A year ago, Europe's largest automaker introduced new compensation rules for managers to curb investor criticism over big bonuses paid to executives in the wake of its 2015 "Dieselgate" emissions scandal.
Mueller, 64, whose contract expires in 2020, earned almost a fifth more than the 8.6 million euros that Daimler Chief Executive Dieter Zetsche made for 2017 when Daimler's Mercedes-Benz brand beat rivals Audi and BMW in global luxury-car sales for the second year.
Volkswagen group nearly doubled its 2017 operating profit even as it pushes a costly strategic shift to electric and self-driving cars and grapples with its emissions scandal.

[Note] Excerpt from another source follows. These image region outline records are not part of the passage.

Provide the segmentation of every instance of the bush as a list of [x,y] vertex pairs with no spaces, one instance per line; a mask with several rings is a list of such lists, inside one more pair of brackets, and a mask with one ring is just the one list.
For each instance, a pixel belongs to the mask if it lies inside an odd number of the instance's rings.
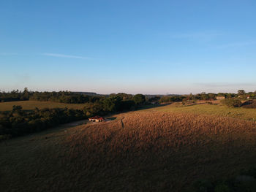
[[249,101],[245,101],[243,104],[242,107],[256,109],[256,100],[249,100]]
[[240,107],[242,105],[242,103],[240,100],[233,99],[222,100],[221,103],[229,107]]

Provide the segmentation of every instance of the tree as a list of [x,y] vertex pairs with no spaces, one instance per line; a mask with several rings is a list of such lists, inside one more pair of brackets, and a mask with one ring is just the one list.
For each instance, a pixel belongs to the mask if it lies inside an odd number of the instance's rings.
[[241,89],[241,90],[238,91],[237,93],[238,93],[238,96],[244,95],[245,94],[245,91],[244,91],[244,90]]
[[135,95],[132,98],[132,100],[135,102],[136,104],[142,104],[146,101],[145,96],[143,94]]
[[119,110],[121,99],[119,96],[111,96],[103,101],[105,111],[115,112]]

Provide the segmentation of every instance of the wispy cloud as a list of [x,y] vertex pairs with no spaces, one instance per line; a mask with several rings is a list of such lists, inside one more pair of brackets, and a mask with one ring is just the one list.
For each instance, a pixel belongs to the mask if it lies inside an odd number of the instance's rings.
[[196,82],[194,83],[196,85],[203,87],[247,87],[247,86],[255,86],[256,83],[251,82],[238,82],[238,83],[230,83],[230,82]]
[[217,48],[238,47],[244,47],[244,46],[255,45],[255,44],[256,44],[256,41],[233,42],[233,43],[222,45],[217,46]]
[[18,53],[5,53],[5,52],[1,52],[0,53],[1,55],[16,55]]
[[185,34],[171,34],[173,39],[211,39],[222,34],[216,31],[192,32]]
[[42,53],[42,55],[45,55],[45,56],[56,57],[56,58],[82,58],[82,59],[91,58],[89,58],[89,57],[83,57],[83,56],[72,55],[64,55],[64,54],[59,54],[59,53]]

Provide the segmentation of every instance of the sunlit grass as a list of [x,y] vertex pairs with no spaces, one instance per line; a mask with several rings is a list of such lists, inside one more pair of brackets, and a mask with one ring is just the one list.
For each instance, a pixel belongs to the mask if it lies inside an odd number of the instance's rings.
[[208,104],[199,104],[191,106],[182,106],[177,104],[173,104],[164,107],[147,109],[146,110],[170,112],[188,112],[197,115],[212,115],[253,121],[256,120],[256,109],[245,109],[242,107],[230,108],[220,104],[214,105]]

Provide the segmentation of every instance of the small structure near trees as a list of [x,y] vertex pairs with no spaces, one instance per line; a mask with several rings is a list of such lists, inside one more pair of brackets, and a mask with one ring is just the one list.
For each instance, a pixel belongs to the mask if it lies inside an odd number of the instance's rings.
[[105,118],[99,116],[94,116],[89,118],[89,121],[91,122],[102,122],[105,121]]
[[216,97],[216,99],[217,99],[217,100],[223,100],[223,99],[225,99],[225,96],[217,96]]

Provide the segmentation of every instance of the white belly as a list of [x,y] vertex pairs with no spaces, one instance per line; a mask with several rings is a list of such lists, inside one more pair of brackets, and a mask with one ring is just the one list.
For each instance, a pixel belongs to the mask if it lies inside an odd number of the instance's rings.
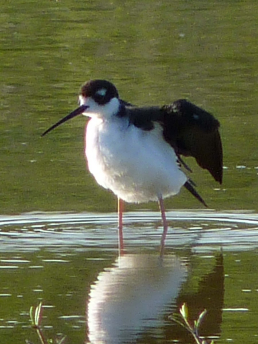
[[126,119],[92,118],[85,152],[97,183],[126,202],[157,201],[179,192],[187,180],[160,126],[144,131]]

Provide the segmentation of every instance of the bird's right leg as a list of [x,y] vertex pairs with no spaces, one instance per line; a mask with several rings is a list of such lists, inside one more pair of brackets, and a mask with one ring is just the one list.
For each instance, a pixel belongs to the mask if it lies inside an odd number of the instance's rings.
[[117,212],[118,215],[118,249],[119,255],[123,253],[123,202],[117,197]]
[[166,233],[168,232],[168,223],[166,221],[165,207],[162,196],[159,197],[159,204],[160,206],[160,213],[161,214],[161,218],[162,218],[162,222],[163,224],[163,233],[162,233],[161,240],[160,241],[160,256],[162,257],[164,253],[165,241],[166,240]]

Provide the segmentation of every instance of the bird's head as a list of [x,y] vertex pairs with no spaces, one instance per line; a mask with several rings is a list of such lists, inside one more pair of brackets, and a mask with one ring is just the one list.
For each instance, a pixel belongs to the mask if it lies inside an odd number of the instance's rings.
[[86,83],[82,87],[79,99],[78,108],[51,127],[42,136],[81,114],[89,117],[108,119],[118,112],[120,106],[117,90],[106,80],[97,79]]

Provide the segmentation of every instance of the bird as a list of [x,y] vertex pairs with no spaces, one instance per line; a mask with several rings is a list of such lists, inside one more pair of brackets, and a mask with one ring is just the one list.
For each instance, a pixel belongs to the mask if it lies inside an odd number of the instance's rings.
[[167,105],[138,106],[121,98],[115,85],[101,79],[81,87],[79,106],[44,131],[80,114],[86,126],[85,154],[97,183],[118,199],[119,248],[123,251],[124,202],[158,202],[163,226],[160,252],[168,230],[163,200],[182,186],[207,205],[187,176],[182,156],[194,158],[222,183],[223,153],[219,121],[185,99]]

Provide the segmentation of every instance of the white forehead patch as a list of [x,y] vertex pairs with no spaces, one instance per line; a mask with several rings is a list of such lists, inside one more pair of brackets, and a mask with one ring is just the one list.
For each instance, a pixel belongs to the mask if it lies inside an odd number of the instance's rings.
[[100,89],[98,90],[96,93],[97,94],[99,94],[100,96],[102,96],[104,97],[104,96],[106,95],[106,94],[107,93],[107,90],[106,88],[100,88]]

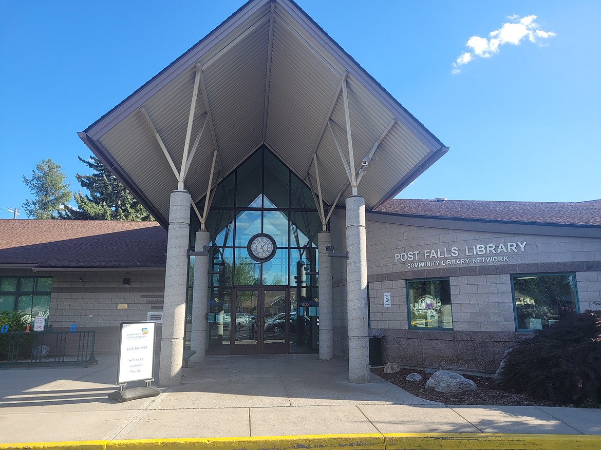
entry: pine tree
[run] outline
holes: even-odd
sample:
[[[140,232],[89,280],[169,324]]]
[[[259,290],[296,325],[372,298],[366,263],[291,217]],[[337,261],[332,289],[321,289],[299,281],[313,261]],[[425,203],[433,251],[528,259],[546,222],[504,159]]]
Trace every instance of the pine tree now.
[[[36,219],[56,218],[71,200],[71,183],[67,181],[61,165],[51,158],[40,161],[31,172],[31,178],[23,176],[23,182],[34,196],[32,200],[25,199],[25,212]]]
[[[75,178],[90,195],[79,191],[73,195],[77,209],[67,206],[61,218],[98,220],[154,220],[142,204],[93,155],[79,161],[94,170],[91,175],[77,174]]]

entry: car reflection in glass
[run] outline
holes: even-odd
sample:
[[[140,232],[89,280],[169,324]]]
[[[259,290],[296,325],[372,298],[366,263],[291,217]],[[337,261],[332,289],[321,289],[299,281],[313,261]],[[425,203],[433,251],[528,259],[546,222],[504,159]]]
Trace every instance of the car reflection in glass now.
[[[296,316],[296,311],[290,313],[290,334],[296,334],[296,325],[298,323]],[[311,324],[311,317],[308,316],[303,316],[302,319],[304,322],[305,326],[309,326]],[[319,323],[319,319],[317,319],[317,323]],[[286,332],[285,314],[280,313],[276,314],[273,317],[265,321],[265,332],[270,333],[278,336],[282,335]]]

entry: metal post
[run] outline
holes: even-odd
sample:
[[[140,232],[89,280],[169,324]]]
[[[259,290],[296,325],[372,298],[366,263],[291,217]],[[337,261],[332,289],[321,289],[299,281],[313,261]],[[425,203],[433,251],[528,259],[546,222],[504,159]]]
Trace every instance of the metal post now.
[[[196,232],[195,248],[200,251],[208,245],[210,235],[206,230]],[[194,257],[194,288],[192,296],[192,334],[190,350],[196,353],[190,357],[193,362],[204,361],[207,341],[207,289],[209,271],[209,255]]]
[[[319,258],[319,359],[331,359],[334,356],[333,307],[332,304],[332,259],[326,246],[331,245],[329,232],[317,234]]]

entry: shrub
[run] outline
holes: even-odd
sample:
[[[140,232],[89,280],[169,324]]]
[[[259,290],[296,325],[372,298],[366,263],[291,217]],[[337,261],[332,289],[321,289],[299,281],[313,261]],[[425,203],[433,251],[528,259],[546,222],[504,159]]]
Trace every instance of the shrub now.
[[[8,331],[25,331],[28,323],[27,316],[19,311],[0,313],[0,326],[8,325]]]
[[[601,404],[601,311],[573,313],[507,355],[499,387],[556,404]]]
[[[8,325],[9,332],[25,331],[29,323],[28,317],[19,311],[3,311],[0,313],[0,327]],[[0,359],[4,359],[8,355],[10,343],[8,335],[0,334]]]

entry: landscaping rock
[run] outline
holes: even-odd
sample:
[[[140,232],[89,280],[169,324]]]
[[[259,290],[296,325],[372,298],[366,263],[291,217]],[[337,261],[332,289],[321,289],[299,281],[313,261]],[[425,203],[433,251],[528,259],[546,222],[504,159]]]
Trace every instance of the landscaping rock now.
[[[503,353],[503,359],[501,361],[501,364],[499,365],[499,368],[496,370],[495,372],[495,380],[496,382],[501,381],[501,373],[503,371],[503,369],[505,368],[505,364],[507,362],[507,355],[511,352],[512,349],[511,347],[505,350],[505,353]]]
[[[405,379],[407,380],[407,381],[421,381],[423,379],[421,377],[421,375],[413,372],[413,373],[410,373],[407,375]]]
[[[437,392],[461,392],[475,391],[476,383],[458,373],[439,370],[426,382],[426,388],[433,389]]]
[[[396,362],[389,362],[384,366],[384,373],[394,373],[401,370],[401,366]]]

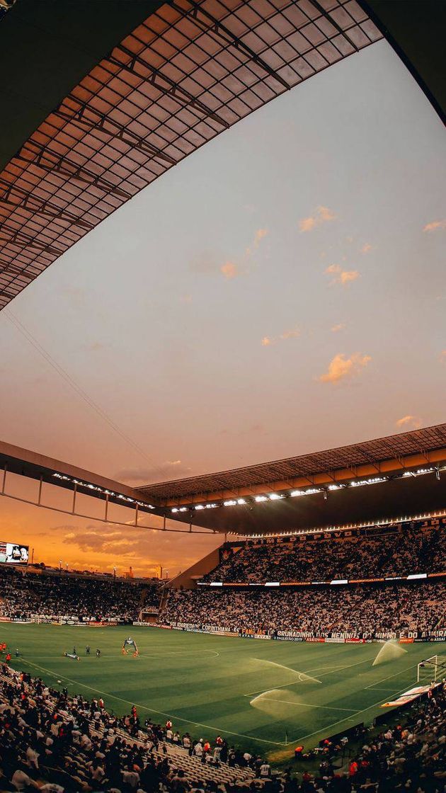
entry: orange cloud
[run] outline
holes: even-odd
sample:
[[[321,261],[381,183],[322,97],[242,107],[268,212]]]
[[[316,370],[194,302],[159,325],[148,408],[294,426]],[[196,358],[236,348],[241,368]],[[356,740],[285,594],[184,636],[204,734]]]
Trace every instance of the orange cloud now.
[[[222,264],[220,272],[223,274],[225,278],[235,278],[239,274],[237,266],[233,262],[226,262],[225,264]]]
[[[299,328],[293,328],[290,331],[284,331],[278,336],[263,336],[262,339],[262,347],[271,347],[276,342],[286,341],[287,339],[298,339],[301,335]]]
[[[343,353],[338,353],[330,361],[329,369],[317,380],[321,383],[338,383],[340,380],[349,380],[356,377],[361,370],[371,361],[371,355],[363,355],[353,353],[350,358],[345,358]]]
[[[220,267],[220,272],[225,278],[235,278],[248,272],[248,262],[252,254],[257,250],[263,237],[268,233],[267,228],[258,228],[250,245],[245,248],[243,256],[238,262],[225,262]]]
[[[334,212],[329,209],[328,206],[318,206],[313,215],[310,217],[302,217],[299,220],[300,232],[310,232],[315,226],[320,226],[321,223],[327,223],[334,220],[336,215]]]
[[[310,232],[312,228],[314,228],[315,225],[315,217],[302,217],[302,220],[299,220],[299,231]]]
[[[397,427],[402,427],[406,430],[418,430],[423,426],[421,419],[416,416],[403,416],[395,423]]]
[[[444,220],[433,220],[428,223],[423,228],[424,232],[434,232],[436,228],[446,228],[446,219]]]
[[[330,264],[325,270],[326,275],[333,275],[332,284],[348,284],[359,278],[357,270],[343,270],[339,264]]]

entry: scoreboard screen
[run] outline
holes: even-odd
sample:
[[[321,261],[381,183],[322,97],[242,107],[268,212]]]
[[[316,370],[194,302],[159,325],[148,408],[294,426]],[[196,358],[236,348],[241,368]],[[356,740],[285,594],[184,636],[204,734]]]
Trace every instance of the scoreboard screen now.
[[[0,541],[0,564],[27,565],[29,557],[29,546],[20,542],[2,542]]]

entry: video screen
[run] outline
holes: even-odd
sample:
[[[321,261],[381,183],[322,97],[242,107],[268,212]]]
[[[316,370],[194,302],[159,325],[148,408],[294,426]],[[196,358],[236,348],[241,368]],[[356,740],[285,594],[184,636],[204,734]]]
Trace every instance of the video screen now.
[[[0,564],[27,565],[29,556],[29,546],[0,542]]]

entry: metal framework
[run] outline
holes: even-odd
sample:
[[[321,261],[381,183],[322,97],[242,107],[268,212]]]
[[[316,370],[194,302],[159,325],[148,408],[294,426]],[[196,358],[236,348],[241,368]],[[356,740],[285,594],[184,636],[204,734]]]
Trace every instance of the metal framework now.
[[[162,6],[0,173],[0,310],[187,155],[381,37],[356,0]]]
[[[436,451],[438,450],[438,454]],[[415,459],[412,459],[415,458]],[[146,498],[159,504],[176,504],[198,498],[206,500],[256,493],[265,488],[276,491],[317,483],[342,481],[446,458],[446,424],[424,427],[363,443],[340,446],[313,454],[302,454],[231,471],[179,479],[138,488]]]
[[[11,491],[14,474],[37,482],[35,498]],[[445,482],[446,424],[136,488],[0,441],[0,496],[108,523],[120,523],[109,511],[116,504],[133,511],[124,525],[165,531],[278,536],[444,515]],[[71,491],[69,508],[44,501],[44,490],[52,492],[47,484]],[[101,517],[79,511],[80,495],[103,502]],[[161,517],[162,526],[143,525],[144,513]],[[171,520],[187,527],[172,529]]]

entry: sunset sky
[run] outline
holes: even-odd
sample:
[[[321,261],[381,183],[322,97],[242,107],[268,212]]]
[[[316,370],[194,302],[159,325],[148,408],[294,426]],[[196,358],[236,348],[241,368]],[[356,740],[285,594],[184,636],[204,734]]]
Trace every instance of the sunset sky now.
[[[445,148],[385,41],[256,111],[0,312],[0,438],[135,485],[444,421]],[[218,542],[6,498],[0,533],[118,573],[174,573]]]

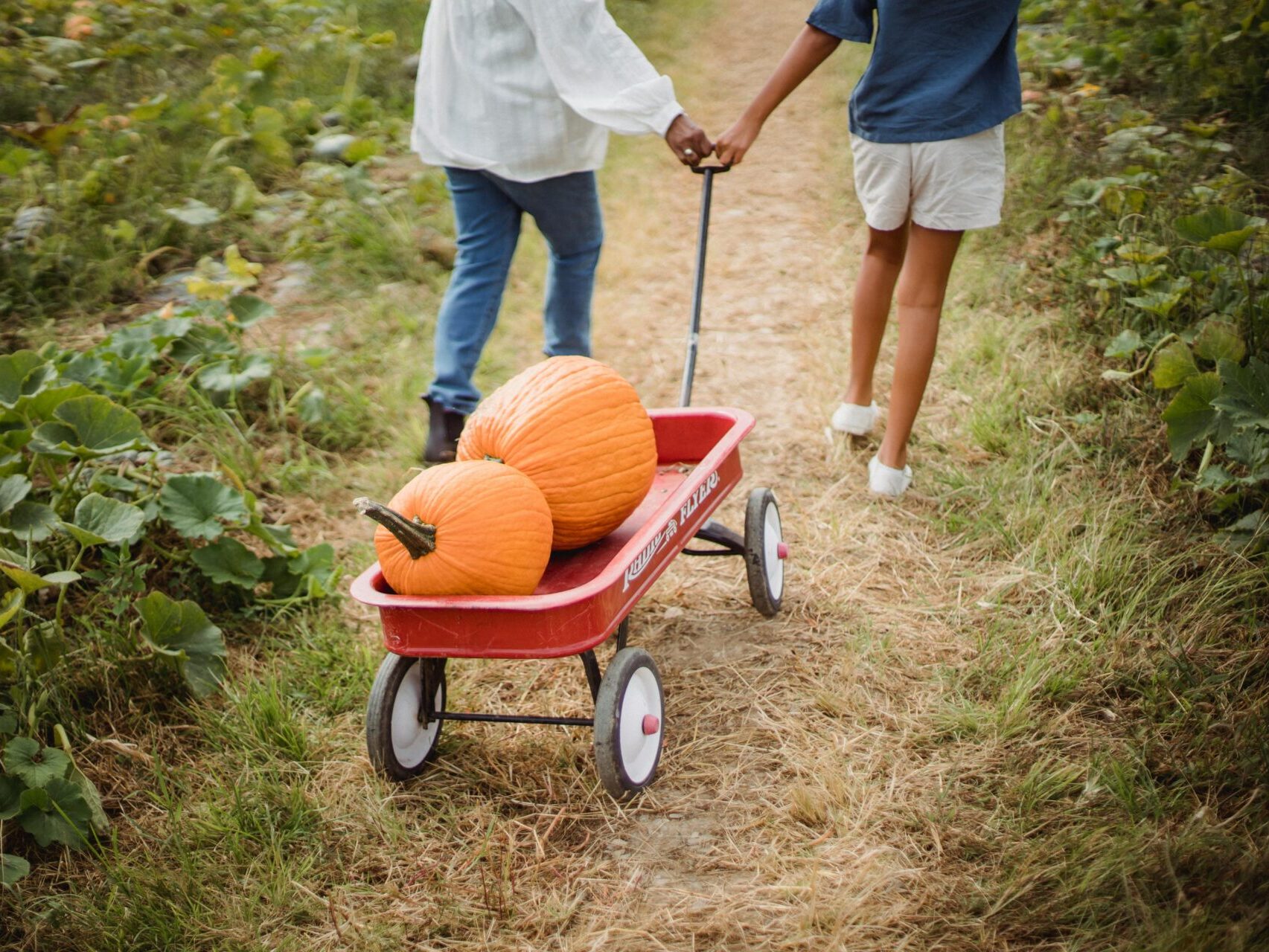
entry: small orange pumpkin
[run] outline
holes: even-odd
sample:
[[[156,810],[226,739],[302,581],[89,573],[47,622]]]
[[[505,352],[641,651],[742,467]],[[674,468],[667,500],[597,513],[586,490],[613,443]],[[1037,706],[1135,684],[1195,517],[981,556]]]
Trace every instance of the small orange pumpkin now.
[[[458,459],[496,459],[551,507],[556,549],[612,532],[656,478],[656,437],[638,394],[590,357],[551,357],[513,376],[467,421]]]
[[[532,595],[551,560],[551,510],[500,463],[424,470],[390,506],[354,502],[379,527],[374,550],[397,595]]]

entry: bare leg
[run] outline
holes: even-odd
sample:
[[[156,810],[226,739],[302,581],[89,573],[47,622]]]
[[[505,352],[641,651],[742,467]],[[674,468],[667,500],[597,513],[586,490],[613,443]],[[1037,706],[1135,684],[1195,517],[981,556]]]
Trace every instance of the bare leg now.
[[[873,369],[877,366],[882,337],[886,336],[890,303],[906,248],[906,223],[888,232],[868,228],[868,247],[859,266],[850,316],[850,383],[846,387],[846,403],[860,407],[872,403]]]
[[[907,440],[930,379],[943,298],[962,235],[912,226],[896,295],[898,352],[895,355],[895,385],[890,394],[886,436],[877,453],[884,465],[895,469],[907,464]]]

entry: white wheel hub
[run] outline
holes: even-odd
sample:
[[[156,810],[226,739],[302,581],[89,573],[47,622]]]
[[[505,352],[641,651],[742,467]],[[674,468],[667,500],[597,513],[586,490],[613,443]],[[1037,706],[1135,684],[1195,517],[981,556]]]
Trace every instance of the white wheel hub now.
[[[632,783],[646,783],[656,769],[661,750],[661,691],[656,676],[647,668],[636,668],[622,695],[622,716],[617,743],[622,766]]]
[[[763,512],[763,567],[766,569],[766,587],[773,601],[784,595],[784,536],[780,532],[780,511],[774,502]]]
[[[430,720],[424,726],[419,721],[419,709],[423,701],[423,666],[416,660],[410,666],[405,677],[401,678],[401,687],[397,688],[396,698],[392,701],[392,753],[396,754],[397,763],[406,769],[418,767],[431,753],[437,743],[437,733],[440,730],[439,720]],[[433,710],[440,710],[444,702],[444,693],[440,685],[437,685],[437,696],[433,698]]]

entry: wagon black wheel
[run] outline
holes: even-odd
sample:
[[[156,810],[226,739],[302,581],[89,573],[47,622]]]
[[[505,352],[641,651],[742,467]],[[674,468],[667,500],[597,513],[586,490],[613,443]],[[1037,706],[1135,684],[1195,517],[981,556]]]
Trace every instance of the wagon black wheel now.
[[[661,761],[665,700],[661,673],[642,648],[613,658],[595,698],[595,766],[604,790],[628,800],[652,782]]]
[[[769,619],[779,614],[784,600],[787,556],[775,493],[759,487],[749,494],[745,508],[745,572],[754,607]]]
[[[430,707],[424,705],[429,693]],[[429,715],[444,710],[444,658],[385,658],[365,707],[365,747],[374,769],[392,780],[423,773],[440,740],[440,721]]]

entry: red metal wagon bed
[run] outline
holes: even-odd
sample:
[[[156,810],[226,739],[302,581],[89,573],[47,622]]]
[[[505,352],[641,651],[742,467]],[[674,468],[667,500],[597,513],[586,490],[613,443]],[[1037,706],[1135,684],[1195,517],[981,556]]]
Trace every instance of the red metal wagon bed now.
[[[624,799],[656,773],[665,733],[660,672],[648,653],[626,645],[627,616],[680,553],[741,555],[750,597],[766,616],[780,608],[788,551],[779,507],[768,488],[749,494],[744,535],[711,516],[742,475],[740,442],[754,428],[742,409],[690,408],[700,326],[706,241],[713,175],[704,174],[693,326],[683,407],[652,409],[657,473],[640,507],[612,535],[576,551],[555,553],[529,596],[418,597],[396,595],[378,564],[354,582],[353,597],[379,611],[388,655],[367,709],[367,747],[374,766],[396,780],[421,773],[435,756],[440,726],[509,721],[593,726],[604,787]],[[708,548],[689,548],[694,540]],[[615,636],[617,653],[600,672],[595,648]],[[562,658],[579,655],[594,717],[454,712],[447,709],[449,658]]]

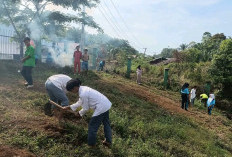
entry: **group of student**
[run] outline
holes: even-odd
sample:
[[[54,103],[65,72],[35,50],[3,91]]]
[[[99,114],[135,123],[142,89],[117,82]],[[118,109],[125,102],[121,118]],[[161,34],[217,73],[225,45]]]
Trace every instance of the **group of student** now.
[[[23,67],[21,74],[25,79],[26,88],[33,87],[32,80],[32,69],[35,67],[35,50],[34,47],[30,44],[30,38],[26,37],[24,39],[24,44],[26,45],[25,57],[21,60]],[[88,70],[88,50],[84,50],[82,56],[81,51],[79,50],[79,45],[76,47],[76,51],[73,54],[74,57],[74,72],[78,65],[78,73],[80,73],[80,59],[82,62],[82,69]],[[101,63],[101,66],[104,66],[105,63]],[[101,67],[103,70],[103,67]],[[88,125],[88,145],[95,146],[96,144],[96,135],[100,125],[104,125],[104,134],[105,139],[102,142],[106,146],[110,146],[112,143],[112,133],[109,121],[109,109],[111,108],[112,103],[109,99],[98,92],[87,86],[81,86],[81,81],[79,79],[72,79],[67,75],[58,74],[50,76],[45,82],[45,87],[47,93],[55,103],[59,103],[63,106],[63,110],[73,110],[76,111],[77,108],[82,107],[78,112],[77,117],[81,118],[88,110],[93,109],[94,113]],[[67,92],[76,93],[79,95],[79,100],[69,105],[68,97],[66,96]],[[52,116],[52,112],[56,110],[55,106],[50,106],[49,111],[46,111],[45,114]]]
[[[95,146],[97,131],[101,124],[104,125],[105,139],[102,142],[103,145],[110,146],[112,143],[112,133],[109,120],[109,109],[112,103],[109,99],[87,86],[81,86],[79,79],[72,79],[64,74],[57,74],[50,76],[45,82],[47,93],[55,103],[60,103],[63,110],[76,111],[79,107],[82,109],[77,112],[77,117],[81,118],[85,113],[93,109],[94,113],[88,124],[88,145]],[[69,100],[66,95],[67,92],[72,92],[79,95],[79,100],[69,105]],[[51,106],[47,115],[52,116],[52,111],[55,112],[56,107]]]
[[[185,83],[181,88],[181,108],[188,111],[188,106],[191,104],[194,106],[194,101],[196,98],[196,89],[197,87],[194,86],[191,89],[191,92],[189,93],[189,83]],[[189,97],[190,95],[190,97]],[[208,108],[208,114],[211,115],[212,109],[215,105],[215,95],[209,94],[209,97],[207,94],[201,94],[200,95],[201,102],[204,103],[204,106]],[[189,103],[190,99],[190,103]]]

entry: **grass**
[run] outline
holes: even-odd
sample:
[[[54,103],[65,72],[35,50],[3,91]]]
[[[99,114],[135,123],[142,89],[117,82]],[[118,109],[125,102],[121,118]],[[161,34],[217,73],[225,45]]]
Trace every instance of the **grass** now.
[[[34,69],[34,80],[38,89],[25,90],[17,84],[18,80],[22,80],[21,76],[13,71],[17,65],[7,62],[0,64],[0,86],[9,88],[0,88],[2,90],[0,97],[11,100],[14,105],[12,110],[18,109],[18,113],[28,114],[24,116],[19,114],[17,117],[19,124],[12,127],[10,123],[14,122],[14,115],[10,113],[5,102],[0,103],[2,144],[27,149],[36,156],[232,156],[231,145],[227,145],[215,132],[199,125],[189,117],[170,114],[154,103],[121,91],[114,84],[104,83],[101,81],[103,78],[113,80],[114,77],[92,71],[89,72],[88,77],[80,76],[80,79],[83,85],[99,90],[112,102],[110,119],[113,144],[111,149],[101,145],[101,140],[104,139],[101,126],[97,147],[90,149],[87,146],[87,123],[91,118],[91,112],[87,114],[85,122],[67,122],[60,130],[53,128],[49,132],[36,121],[36,119],[44,120],[49,126],[59,126],[54,118],[43,115],[43,104],[48,99],[43,86],[47,77],[63,69],[47,69],[45,65],[38,65]],[[66,68],[66,71],[69,70]],[[71,73],[69,75],[74,77]],[[130,80],[120,81],[126,83]],[[77,100],[75,95],[69,95],[69,98],[71,102]],[[198,102],[196,107],[203,110]],[[30,121],[36,127],[34,129],[27,126],[20,127],[22,121]],[[231,125],[227,121],[225,123]]]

In 2016, Mueller had earned 7.3 million euros under VW's then backwards-looking remuneration system which allowed bonuses to be partly based on VW's performance over the previous two years.
Under the new rules, the carmaker's supervisory board capped total pay for its CEO at 10 million euros and other top managers at 5.5 million euros.
Under Germany's HGB commercial code, overall compensation of VW group's top executive board jumped 27 percent to 50.3 million euros last year from 39.6 million a year earlier, VW said.
Sources at VW said Mueller's salary package exceeded the 10 million limit because of perks and retirement provisions that are usually included under HGB rules. Without those, the CEO would have earned about 9.5 million euros.